Già due anni fa, diversi esperti denunciavano il pericolo che Hong Kong potesse entrare in una nuova era nella quale le libertà civili sarebbero state strettamente limitate e la lealtà al partito comunista cinese sarebbe stata al primo posto. In un rapporto pubblicato il 30 giugno 2021, Amnesty International ha denunciato che la Legge sulla sicurezza nazionale, entrata in vigore un anno prima su volere del governo di Pechino, ha decimato la libertà, illegittimamente criminalizzato il dissenso e via via eroso le protezioni sui diritti umani.
«In un anno, la Legge sulla sicurezza nazionale ha fatto intraprendere a Hong Kong il cammino per diventare rapidamente uno stato di polizia e ha creato un’emergenza dei diritti umani per la popolazione - ha dichiarato Yamini Mishra, direttrice per l’Asia e il Pacifico di Amnesty International - Dalla politica alla cultura, dall’istruzione all’informazione, la legge ha infettato ogni settore della società di Hong Kong e fomentato un clima di paura che costringe la popolazione a pensare due volte su cosa dire, cosa twittare o come vivere.

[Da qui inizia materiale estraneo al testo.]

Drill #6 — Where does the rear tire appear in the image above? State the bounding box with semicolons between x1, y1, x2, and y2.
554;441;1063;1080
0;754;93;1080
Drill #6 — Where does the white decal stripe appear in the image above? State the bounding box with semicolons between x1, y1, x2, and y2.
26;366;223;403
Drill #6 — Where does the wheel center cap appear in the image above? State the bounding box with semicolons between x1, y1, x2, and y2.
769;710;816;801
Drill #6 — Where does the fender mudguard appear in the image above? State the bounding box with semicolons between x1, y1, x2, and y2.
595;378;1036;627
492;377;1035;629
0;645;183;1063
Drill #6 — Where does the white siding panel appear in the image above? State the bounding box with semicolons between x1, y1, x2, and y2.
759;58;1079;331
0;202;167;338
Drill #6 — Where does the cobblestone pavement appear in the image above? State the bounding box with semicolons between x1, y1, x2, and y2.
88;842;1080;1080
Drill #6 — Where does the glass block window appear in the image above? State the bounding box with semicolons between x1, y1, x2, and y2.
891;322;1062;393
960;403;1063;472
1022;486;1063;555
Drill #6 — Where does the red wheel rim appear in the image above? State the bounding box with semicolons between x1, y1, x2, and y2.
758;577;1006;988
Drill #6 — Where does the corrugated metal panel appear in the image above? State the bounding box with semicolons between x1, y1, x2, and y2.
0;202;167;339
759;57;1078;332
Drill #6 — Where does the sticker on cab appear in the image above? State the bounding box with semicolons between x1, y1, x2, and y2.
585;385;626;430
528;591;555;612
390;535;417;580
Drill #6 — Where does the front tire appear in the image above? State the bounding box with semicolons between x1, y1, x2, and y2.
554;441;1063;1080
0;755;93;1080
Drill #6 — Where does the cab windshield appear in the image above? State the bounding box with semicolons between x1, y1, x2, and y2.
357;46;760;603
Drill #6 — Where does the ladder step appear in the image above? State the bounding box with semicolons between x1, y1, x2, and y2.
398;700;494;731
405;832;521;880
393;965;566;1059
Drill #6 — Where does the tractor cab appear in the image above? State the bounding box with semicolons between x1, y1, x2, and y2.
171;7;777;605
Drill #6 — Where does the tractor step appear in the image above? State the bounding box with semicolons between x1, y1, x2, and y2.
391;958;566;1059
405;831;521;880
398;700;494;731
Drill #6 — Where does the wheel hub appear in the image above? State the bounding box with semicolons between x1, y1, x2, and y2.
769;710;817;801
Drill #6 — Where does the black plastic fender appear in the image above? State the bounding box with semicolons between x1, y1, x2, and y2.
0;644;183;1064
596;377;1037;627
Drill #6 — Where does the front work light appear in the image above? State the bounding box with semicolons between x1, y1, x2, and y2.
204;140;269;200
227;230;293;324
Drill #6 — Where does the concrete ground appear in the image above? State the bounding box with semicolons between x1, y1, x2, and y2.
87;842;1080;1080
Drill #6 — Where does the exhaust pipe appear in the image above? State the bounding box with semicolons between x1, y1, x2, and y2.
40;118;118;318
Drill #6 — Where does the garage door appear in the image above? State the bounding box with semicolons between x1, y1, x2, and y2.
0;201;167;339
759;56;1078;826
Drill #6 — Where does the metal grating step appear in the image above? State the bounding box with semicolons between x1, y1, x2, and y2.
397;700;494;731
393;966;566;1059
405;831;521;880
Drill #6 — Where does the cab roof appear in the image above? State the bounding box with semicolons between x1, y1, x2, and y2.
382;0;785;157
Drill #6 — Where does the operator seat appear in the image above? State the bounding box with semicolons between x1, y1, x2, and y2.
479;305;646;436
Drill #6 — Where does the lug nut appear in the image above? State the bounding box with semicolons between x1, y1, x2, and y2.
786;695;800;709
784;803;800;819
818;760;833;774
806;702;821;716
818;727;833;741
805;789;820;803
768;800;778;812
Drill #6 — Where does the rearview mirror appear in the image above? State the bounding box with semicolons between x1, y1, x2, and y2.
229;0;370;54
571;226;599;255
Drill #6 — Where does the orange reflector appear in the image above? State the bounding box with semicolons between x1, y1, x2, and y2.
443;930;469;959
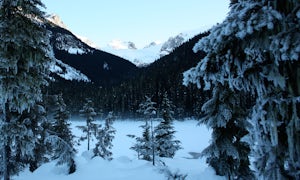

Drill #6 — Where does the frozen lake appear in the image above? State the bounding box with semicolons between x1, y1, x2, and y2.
15;118;225;180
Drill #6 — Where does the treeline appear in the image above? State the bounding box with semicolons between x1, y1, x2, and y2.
49;32;211;118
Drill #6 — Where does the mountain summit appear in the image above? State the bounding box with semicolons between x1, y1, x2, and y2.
46;14;68;29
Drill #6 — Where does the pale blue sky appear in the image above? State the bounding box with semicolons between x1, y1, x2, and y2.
42;0;230;48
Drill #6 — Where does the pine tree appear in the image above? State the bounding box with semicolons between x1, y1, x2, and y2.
155;93;181;158
0;1;54;179
51;94;76;174
184;0;300;179
77;98;98;151
93;111;116;161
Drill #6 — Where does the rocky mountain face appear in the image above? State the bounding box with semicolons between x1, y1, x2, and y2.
160;33;186;56
46;14;68;29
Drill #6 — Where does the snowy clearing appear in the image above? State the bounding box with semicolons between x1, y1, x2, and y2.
15;119;224;180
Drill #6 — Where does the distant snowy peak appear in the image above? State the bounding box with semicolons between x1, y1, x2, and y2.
46;14;68;29
160;31;201;56
46;14;98;53
102;30;202;67
144;41;162;49
102;44;162;67
160;33;186;56
108;40;137;50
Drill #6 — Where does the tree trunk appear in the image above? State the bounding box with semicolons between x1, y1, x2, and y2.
151;119;155;166
87;121;90;151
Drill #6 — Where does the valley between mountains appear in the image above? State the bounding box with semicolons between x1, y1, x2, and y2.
46;14;210;118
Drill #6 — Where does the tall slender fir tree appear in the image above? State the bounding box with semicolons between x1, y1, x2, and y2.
133;96;157;164
155;93;181;158
77;99;98;151
51;94;76;174
93;111;116;161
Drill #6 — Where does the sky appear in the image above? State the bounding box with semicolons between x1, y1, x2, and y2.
42;0;230;48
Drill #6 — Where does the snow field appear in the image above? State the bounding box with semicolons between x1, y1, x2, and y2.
15;119;224;180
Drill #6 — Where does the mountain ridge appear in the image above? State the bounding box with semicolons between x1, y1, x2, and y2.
46;13;204;67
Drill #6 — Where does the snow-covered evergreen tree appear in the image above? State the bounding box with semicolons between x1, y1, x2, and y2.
0;111;38;176
136;121;153;161
155;93;181;158
51;94;76;174
137;96;157;118
199;85;253;179
93;112;116;161
25;103;50;172
0;0;54;179
77;99;98;151
184;0;300;179
4;100;56;174
45;135;76;174
132;96;157;164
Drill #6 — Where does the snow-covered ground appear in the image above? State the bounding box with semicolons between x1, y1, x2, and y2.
15;119;225;180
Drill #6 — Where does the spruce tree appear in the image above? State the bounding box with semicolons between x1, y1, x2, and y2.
155;93;181;158
93;111;116;161
199;85;253;179
51;94;76;174
184;0;300;179
136;121;152;161
26;103;50;172
133;96;157;164
0;0;53;179
0;111;38;176
77;98;98;151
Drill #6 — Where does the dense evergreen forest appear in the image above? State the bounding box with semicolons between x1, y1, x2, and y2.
48;32;210;118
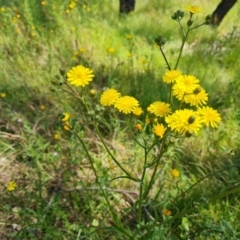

In definitiva, questa legislazione indiscriminata e repressiva minaccia di rendere Hong Kong un deserto dei diritti umani, sempre più simile alla Cina continentale».
Le autorità di Hong Kong, riferisce ancora Amnesty International, hanno usato la Legge sulla sicurezza nazionale contro persone che invocavano un’azione politica internazionale. La Legge sulla sicurezza nazionale è stata usata anche per ampliare i poteri d’indagine della polizia, autorizzata a perquisire proprietà private, congelare o confiscare conti bancari e sequestrare materiale giornalistico. «Il governo ha più volte usato l’espressione “sicurezza nazionale” come pretesto per giustificare la censura, le intimidazioni, gli arresti e i procedimenti giudiziari». Le autorità hanno continuato ad arrestare e incriminare, sulla base di questa normativa, persone che avevano unicamente esercitato i loro diritti alla libertà di espressione, associazione e manifestazione pacifica. Quel che è peggio è che le persone incriminate ai sensi della Legge sulla sicurezza nazionale sono presunti colpevoli anziché innocenti.